In this study, we compared the oligosaccharide structures of hEx3-scDb-Fc and the anti-IL-8 antibody at the end of the same batch cultivation because large amounts of products were necessary for the analysis of oligosaccharide structure. However, the N-glycosylation pattern is also dependent on the cell culture conditions. In the industrial cultivation, several factors should be fed into the reactors during cultivation to enhance the antibody production. The detail time course of the glycosylation pattern should be investigated using large-scale fed-batch cultivation in future.

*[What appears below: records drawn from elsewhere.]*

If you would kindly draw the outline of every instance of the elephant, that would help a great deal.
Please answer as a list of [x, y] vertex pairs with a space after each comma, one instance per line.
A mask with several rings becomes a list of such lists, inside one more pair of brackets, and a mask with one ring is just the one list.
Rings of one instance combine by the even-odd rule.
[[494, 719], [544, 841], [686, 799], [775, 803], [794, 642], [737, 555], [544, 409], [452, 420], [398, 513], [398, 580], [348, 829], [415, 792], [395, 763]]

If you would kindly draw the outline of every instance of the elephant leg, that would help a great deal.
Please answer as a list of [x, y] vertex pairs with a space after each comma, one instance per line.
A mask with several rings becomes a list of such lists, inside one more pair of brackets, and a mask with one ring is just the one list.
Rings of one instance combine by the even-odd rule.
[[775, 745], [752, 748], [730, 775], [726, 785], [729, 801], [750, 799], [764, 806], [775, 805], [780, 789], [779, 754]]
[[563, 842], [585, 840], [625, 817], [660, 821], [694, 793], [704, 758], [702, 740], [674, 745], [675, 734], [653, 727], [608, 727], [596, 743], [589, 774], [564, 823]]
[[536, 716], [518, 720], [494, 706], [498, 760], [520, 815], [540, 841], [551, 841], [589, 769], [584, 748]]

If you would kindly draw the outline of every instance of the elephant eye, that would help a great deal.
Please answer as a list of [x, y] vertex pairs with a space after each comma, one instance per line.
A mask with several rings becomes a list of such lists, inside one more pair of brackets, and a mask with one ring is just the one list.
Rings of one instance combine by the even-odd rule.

In conclusion, the glycosylation pattern of a hEx3-scDb-Fc produced by recombinant CHO cells is quite similar to that of a recombinant humanized anti-IL-8 antibody (IgG1). However, the fully galactosylated biantennary oligosaccharide from hEx3-scDb-Fc and the anti-IL-8 antibody accounted for only 10% of the N-linked oligosaccharides, whereas more than 20% of the N-linked oligosaccharides were fully galactosylated biantennary oligosaccharides in human serum IgG. The improvement of galactosylation is of practical importance for bispecific antibodies with the Fc portion produced by CHO cells.